Trigger Warning(s): Suicide, School Shooting Depiction, Graphic Violence
Review (with Spoilers)
Between this, Rudderless, and Blackbird, I don’t think I have any reason to see another school shooting film ever again in my life. If just because, with the inclusion of this film, I think I pretty much saw all the angles there could be, outside of a girl, or someone of the LGBTQA spectrum, being the main focus. Now, as for how White Rabbit stands out in comparison to the two aforementioned films, look below.
Characters & Story
When we are introduced to Harlon (Nick Krause), we meet a young boy who doesn’t really have the best father figure in Darrell (Sam Trammell). This is solely due to Darrell being the type who would call his own son a pussy, amongst other terms. But thankfully Harlon has a best friend named Steve (Ryan Lee) and eventually has something going on with Julie (Britt Robertson). But as circumstances lead to both leaving his side, and the comics Harlon loves being taken away by his dad, all means of relief leave. Thus making it seem only the voice of the White Rabbit (Todd Mclaren) can talk Harlon out of doing something drastic.
After watching two decent films involving the subject matter, honestly, the bar was set high. After all, Rudderless gave a good point of view from the father, and those who knew his son, and Blackbird dealt with discrimination based on the main character’s appearance. So, I walked in questioning what could this film bring? Well, a part of me feels that this is what I wish Blackbird was in a way. Mostly due to Harlon, like Sean, being someone who was bullied and misunderstood.
Though what separates Harlon from Sean, as well as from Josh in Rudderless, is we get to fully understand why he would think about doing something drastic like shooting up his school. It starts with his father having him shoot innocent little creatures, his father being the first person to bully him, and then the environment he grows up in. For, unlike in Faking It, this isn’t some southern town where there is tolerance or outright acceptance, for those who are different.
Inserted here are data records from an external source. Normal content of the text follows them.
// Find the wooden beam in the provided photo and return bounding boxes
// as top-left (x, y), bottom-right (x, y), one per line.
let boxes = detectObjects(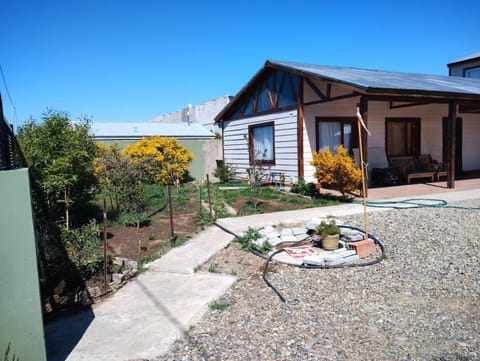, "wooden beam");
top-left (303, 92), bottom-right (361, 105)
top-left (447, 101), bottom-right (457, 188)
top-left (301, 78), bottom-right (326, 100)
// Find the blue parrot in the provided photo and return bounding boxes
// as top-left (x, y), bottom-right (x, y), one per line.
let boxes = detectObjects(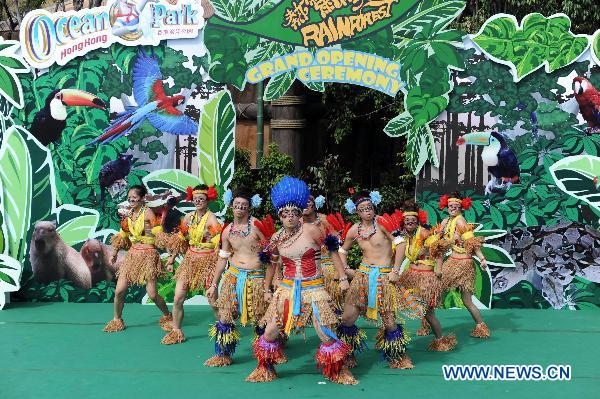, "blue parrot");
top-left (456, 132), bottom-right (521, 195)
top-left (90, 49), bottom-right (198, 144)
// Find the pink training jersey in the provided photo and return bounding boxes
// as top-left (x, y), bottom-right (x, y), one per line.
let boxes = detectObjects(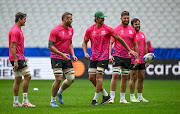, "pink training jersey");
top-left (84, 24), bottom-right (116, 61)
top-left (111, 24), bottom-right (136, 58)
top-left (131, 31), bottom-right (146, 64)
top-left (9, 24), bottom-right (25, 61)
top-left (49, 24), bottom-right (73, 60)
No, if you are a little slow, or weird looking, you will get bullied and picked on. Just like Tommy (Zac Waggener) does to both Harlon and Steve.
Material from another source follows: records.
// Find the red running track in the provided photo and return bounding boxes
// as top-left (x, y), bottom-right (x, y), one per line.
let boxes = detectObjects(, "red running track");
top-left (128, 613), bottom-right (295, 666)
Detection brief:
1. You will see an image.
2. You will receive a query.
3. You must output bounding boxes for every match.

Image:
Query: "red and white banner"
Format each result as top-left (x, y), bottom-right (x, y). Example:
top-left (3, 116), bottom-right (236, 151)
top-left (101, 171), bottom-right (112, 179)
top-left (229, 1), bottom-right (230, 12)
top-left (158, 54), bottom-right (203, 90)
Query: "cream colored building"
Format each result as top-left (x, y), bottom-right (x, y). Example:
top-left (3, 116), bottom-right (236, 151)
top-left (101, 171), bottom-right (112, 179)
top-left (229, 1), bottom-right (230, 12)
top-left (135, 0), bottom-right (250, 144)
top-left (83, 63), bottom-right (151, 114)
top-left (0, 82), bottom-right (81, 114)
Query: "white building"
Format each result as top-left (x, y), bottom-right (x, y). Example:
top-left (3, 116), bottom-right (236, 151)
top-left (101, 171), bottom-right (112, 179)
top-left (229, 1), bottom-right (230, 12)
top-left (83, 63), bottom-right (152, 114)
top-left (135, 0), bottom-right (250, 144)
And with us seeing each and every step which creates the psyche of someone capable of killing someone, it truly makes me feel that you can forego ever seeing Blackbird.
Perhaps my only issue deals with the final moments of the film in which the school shooting happens. For one, Harlon decides to dress like Sean would, or one of the Columbine kids, which is so out of character compared to the kid we got to know for a good hour and a half; then, during the shooting, for some reason the film has the extras running down the same hallway Harlon is shooting up, which was weird to me; and then came the ending. Something which I have mixed feelings on, but I don’t want to spoil it so I won’t go into details.
Overall: Worth Seeing
What makes White Rabbit worth seeing to me is the build up to the shooting. You get a real good look on how Harlon ends up with a gun in his hand, while at his school’s steps, and the humanization of him makes what he sees as the final solution seem like a really complicated decision. For while you see everything adds up, it doesn’t take away from how drastic his decision is. Also, what helps push the build is the inclusion of Steve and Julie who, unlike in Blackbird, were friends of the protagonist utilized in the most perfect way to help support their development. With all that said, though, after watching this, Rudderless, and Blackbird, I really can’t see any new, or interesting, approaches to this topic. That is, outside of the focus being on a girl, or someone LGBTQA, who is either the shooter or perhaps like Kate in Rudderless.